Vagus Nerve Stimulation surgery, a last-ditch effort to control seizures, stirs up a controversy amongst those who have the device implanted. Many patients love the relief from uncontrollable seizures. However, many other patients hate the side-effects caused by the surgery and the devise.
Up to 70 percent of people could have their seizures controlled with prescription drugs. For the remaining 30 percent, surgery may be an option. Epilepsy surgery has many different variations; temporal lobe resection, extratemporal cortical resection, and corpus callosal section.
Besides these radical surgeries, Vagus or Vagal Nerve Stimulation surgery (VNS) implants a VNS pulse generator under the skin of the chest in a surgically created pocket. The electrode is tunneled subcutaneously from a neck incision. The VNS uses electrical pulses delivered to the vagus nerve in the neck which travel up into the brain. The vagus nerve has very few pain receptors and therefore provides a good pathway to deliver signals to the brain.

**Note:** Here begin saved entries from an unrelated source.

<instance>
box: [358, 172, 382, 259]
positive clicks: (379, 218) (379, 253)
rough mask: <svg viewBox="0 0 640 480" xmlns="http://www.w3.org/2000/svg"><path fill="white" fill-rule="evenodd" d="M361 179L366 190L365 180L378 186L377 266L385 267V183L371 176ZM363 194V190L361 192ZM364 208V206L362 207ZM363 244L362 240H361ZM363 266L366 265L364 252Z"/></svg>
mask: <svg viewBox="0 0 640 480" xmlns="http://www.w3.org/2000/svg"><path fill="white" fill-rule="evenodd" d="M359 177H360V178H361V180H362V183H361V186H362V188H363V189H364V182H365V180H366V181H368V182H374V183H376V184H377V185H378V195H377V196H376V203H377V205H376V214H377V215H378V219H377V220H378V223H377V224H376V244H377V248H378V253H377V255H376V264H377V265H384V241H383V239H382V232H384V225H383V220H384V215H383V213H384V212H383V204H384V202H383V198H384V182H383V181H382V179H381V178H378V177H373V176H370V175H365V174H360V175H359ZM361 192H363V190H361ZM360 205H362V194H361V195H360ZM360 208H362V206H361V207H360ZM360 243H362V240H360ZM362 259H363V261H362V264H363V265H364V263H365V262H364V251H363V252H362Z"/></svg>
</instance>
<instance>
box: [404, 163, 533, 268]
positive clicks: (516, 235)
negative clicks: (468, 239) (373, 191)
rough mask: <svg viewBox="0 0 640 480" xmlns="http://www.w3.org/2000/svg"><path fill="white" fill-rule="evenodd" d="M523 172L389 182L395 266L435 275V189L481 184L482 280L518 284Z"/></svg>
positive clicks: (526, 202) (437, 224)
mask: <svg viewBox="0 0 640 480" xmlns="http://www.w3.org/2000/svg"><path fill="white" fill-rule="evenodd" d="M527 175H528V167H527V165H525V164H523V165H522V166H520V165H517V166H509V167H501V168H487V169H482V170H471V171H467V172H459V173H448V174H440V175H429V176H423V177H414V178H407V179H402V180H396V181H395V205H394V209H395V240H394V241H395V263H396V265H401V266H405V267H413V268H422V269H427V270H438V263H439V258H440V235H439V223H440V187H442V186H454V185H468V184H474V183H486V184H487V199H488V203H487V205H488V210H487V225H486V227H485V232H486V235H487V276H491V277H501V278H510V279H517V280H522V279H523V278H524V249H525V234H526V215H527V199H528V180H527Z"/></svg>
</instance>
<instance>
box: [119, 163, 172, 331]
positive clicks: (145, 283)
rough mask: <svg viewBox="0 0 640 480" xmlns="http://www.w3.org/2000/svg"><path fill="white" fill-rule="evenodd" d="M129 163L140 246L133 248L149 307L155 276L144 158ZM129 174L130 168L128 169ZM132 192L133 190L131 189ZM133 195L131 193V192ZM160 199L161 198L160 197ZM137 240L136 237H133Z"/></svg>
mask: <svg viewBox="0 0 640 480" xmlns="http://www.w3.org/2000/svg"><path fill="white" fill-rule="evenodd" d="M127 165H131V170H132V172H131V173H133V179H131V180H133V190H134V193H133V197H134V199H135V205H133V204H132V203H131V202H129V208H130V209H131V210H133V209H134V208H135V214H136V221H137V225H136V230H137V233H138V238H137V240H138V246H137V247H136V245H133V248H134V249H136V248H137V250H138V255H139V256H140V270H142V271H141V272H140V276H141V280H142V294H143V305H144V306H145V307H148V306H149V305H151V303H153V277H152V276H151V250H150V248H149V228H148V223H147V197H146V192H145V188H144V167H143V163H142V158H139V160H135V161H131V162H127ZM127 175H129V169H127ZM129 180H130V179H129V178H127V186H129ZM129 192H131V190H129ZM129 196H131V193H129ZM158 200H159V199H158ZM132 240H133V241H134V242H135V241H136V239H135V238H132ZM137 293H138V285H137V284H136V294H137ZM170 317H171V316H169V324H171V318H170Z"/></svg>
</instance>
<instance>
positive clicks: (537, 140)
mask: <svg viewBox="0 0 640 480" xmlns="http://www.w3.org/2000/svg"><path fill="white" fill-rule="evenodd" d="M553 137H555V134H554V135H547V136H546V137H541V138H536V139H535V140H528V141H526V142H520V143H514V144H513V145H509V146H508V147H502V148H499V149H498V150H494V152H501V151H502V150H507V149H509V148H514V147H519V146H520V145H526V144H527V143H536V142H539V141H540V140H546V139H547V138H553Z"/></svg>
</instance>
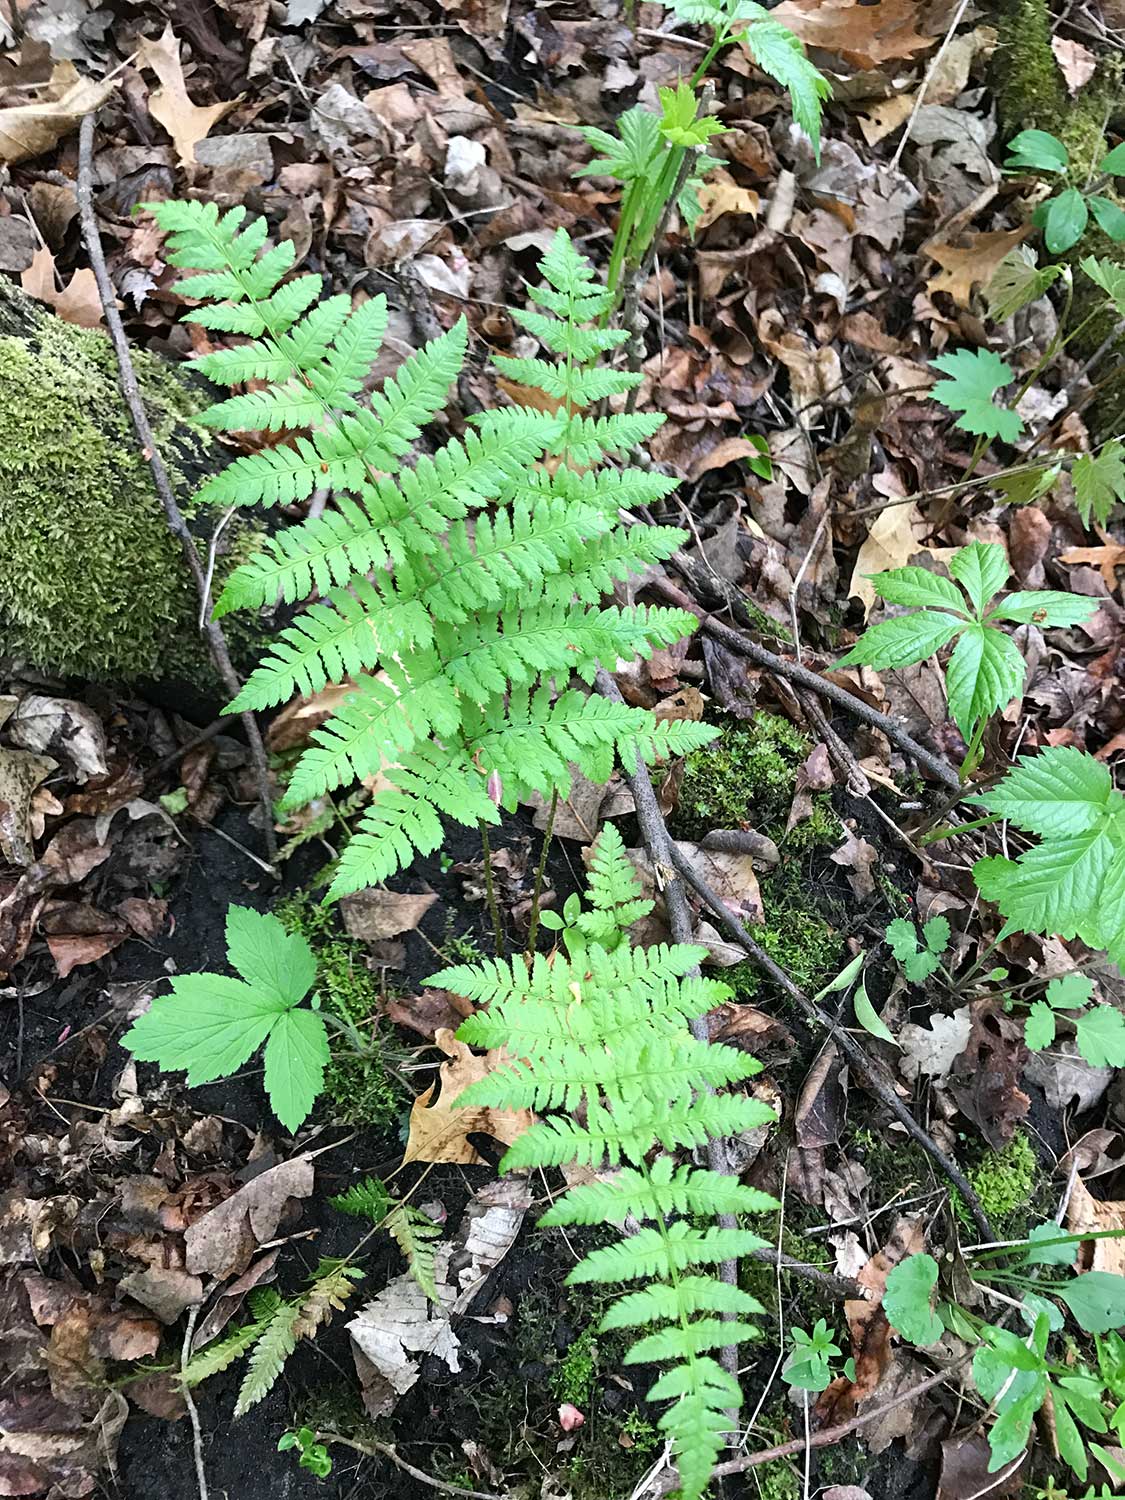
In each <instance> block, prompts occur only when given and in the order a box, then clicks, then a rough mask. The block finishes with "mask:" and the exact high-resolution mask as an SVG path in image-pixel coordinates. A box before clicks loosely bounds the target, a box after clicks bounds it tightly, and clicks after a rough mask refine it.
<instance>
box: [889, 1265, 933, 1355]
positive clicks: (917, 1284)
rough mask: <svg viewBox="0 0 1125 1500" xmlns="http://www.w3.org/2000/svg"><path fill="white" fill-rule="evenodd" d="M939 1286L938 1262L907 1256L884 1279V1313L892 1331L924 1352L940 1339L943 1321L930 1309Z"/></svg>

No one knows why the VNS reduces seizures. Proponents believe that persistent VNS causes changes in brain chemistry that may reduce excitatory amino acids and/or increase inhibitory levels. Patients report that VNS reduces the number, length, severity of seizures, and the length of recovery time after seizures. Some report improved quality of life. "It has been almost three years since my VNS, and the only thing I would have changed is that I would have had it about ten years earlier than I did."
However, one important thing doctors forget to tell you before they implant the VNS in a $23,000 surgery: If you have a heart attack, you can not be treated with an automated external defibrillator (AED). Patients with VNS cannot receive emergency treatment with electrical charges used to restore normal heart rhythm to patients in cardiac arrest.